Page last updated at 10:51 GMT, Friday, 26 September 2008 11:51 UK

EU call for 'universal' broadband

A Trabant car in Romania, BBC
Regions of some European nations cannot currently get broadband

Brussels is considering making broadband access available for all.

The fast growth of broadband has led the European Commission to bring forward a review of the basic telecoms services Europeans can expect.

Current statistics suggest about 36% of households in EU member nations have high-speed net access.

When a majority of EU citizens are using a telecoms service, EC rules dictate that it becomes one every European should be able to enjoy.

Basic access

"High-speed internet is the passport to the Information Society and an essential condition for economic growth," said Viviane Reding, EU Telecoms Commissioner in a statement announcing the review.

"This is why it is this Commission's policy to make broadband internet for all Europeans happen by 2010."

The EC's Universal Service Obligations (USO) demand that all citizens who want them should be able to get access to basic telephone services.

It covers the production of a telephone directory, availability of payphones, specific measures for people with disabilities or those on low incomes and fixed phone access for local, national and international voice calls.

The obligations also include a clause demanding that the fixed line be of sufficient quality to "permit functional internet access". In the UK this has been interpreted to mean a line that can support a dial-up speed of 28.8 kilobits per second.

Ethernet cable, Eyewire

The EC reviews the USO every three years and in its report kicking off the latest overhaul, it said broadband was growing at a pace that would mean more Europeans were using it than not.

Figures from the EC suggest that from 2003-2007 broadband use in member nations tripled to 36% of households and had an annual growth rate of 20%.

Despite this, said the EC, there were "striking gaps" among member states and the coverage their citizens enjoyed.

In nations such as Denmark, Luxembourg and Belgium, 100% of the population can get broadband if they want it.

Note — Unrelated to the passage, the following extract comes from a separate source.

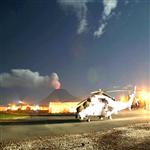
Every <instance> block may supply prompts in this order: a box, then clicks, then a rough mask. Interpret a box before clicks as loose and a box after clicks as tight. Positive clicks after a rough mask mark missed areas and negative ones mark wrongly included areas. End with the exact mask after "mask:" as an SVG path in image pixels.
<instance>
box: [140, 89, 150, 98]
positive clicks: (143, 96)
mask: <svg viewBox="0 0 150 150" xmlns="http://www.w3.org/2000/svg"><path fill="white" fill-rule="evenodd" d="M139 97H140V98H141V99H142V100H149V99H150V92H147V91H145V90H143V91H141V92H140V94H139Z"/></svg>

By contrast, 60% of Romanians cannot get broadband access.

Even in nations such as Germany and Italy, which have booming broadband sectors, about 12% of the population is not covered by high-speed access.

The review aims to find out if the USO needs to be re-written to force telecoms firms to extend broadband to those areas competition will leave bereft of it.

It will also find out if a narrow-band access, aka dial-up, is sufficient to "permit functional internet access" or if the pace of change online means higher speeds are the minimum needed.

The EC is inviting submissions from telecoms firms, governments and citizens with the aim of producing a communique in 2009 and perhaps legislation in 2010.